Friday, July 15, 2022

Kotkin: Idle Hands

The hyper-productive and frequently interesting Joel Kotkin writes at Unherd about the trend across developed nations of young people dropping out of both politics and the workforce. It is even a problem in China and Japan.

Today, an estimated one-third of America’s working-age males are not working.

A recent analysis of Federal Reserve data shows that young Americans with a college degree today earn about as much as their Boomer grandparents without degrees did at the same age. Upwards of 40% of recent college graduates have jobs that don’t require a degree at all. In 2018, half of all college grads made under $30,000 annually, and another recent study suggests that most underemployed graduates remain that way permanently.

This prospect — of governments providing their citizens with unearned lucre to boost consumption — would seem a natural fit for a population that is unmotivated and often lacks useful skills. Rather than working, people can live in subsidised apartments and spend their time feeding their cats, losing themselves in the emerging metaverse, drinking, and smoking pot as they grow old without ever starting a family.

Marxists and social democrats, whatever their flaws, traditionally celebrated work. They did not envision a a stagnant, oligarchic society that would come to resemble the last centuries of the Roman Empire or Qing dynasty China. As author Aaron Renn suggests, societies where income transfers have become a way of life tend to be bad for their members.

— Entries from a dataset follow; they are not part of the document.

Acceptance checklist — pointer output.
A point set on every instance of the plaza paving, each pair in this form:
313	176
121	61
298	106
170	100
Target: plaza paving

We see this new, ugly reality emerging as unemployment rates, employment rates, and birth rates decline. Increasing numbers neither work nor look for work. 

To which I’d add, where do all the fentanyl deaths come from? The only place you’d get fentanyl is street drugs. Do they use drugs because they’ve given up, can’t stand their own pointlessness?

I’ve known families where access to funds-earned-by-parent basically destroyed adult children’s lives. It is the phenomenon described above happening within a family, and a horrid example of unintended consequences. 

We do healthy, adult, working-age people no favors when we make it possible for them to live without working. People with that much free time and lack of structure get into trouble.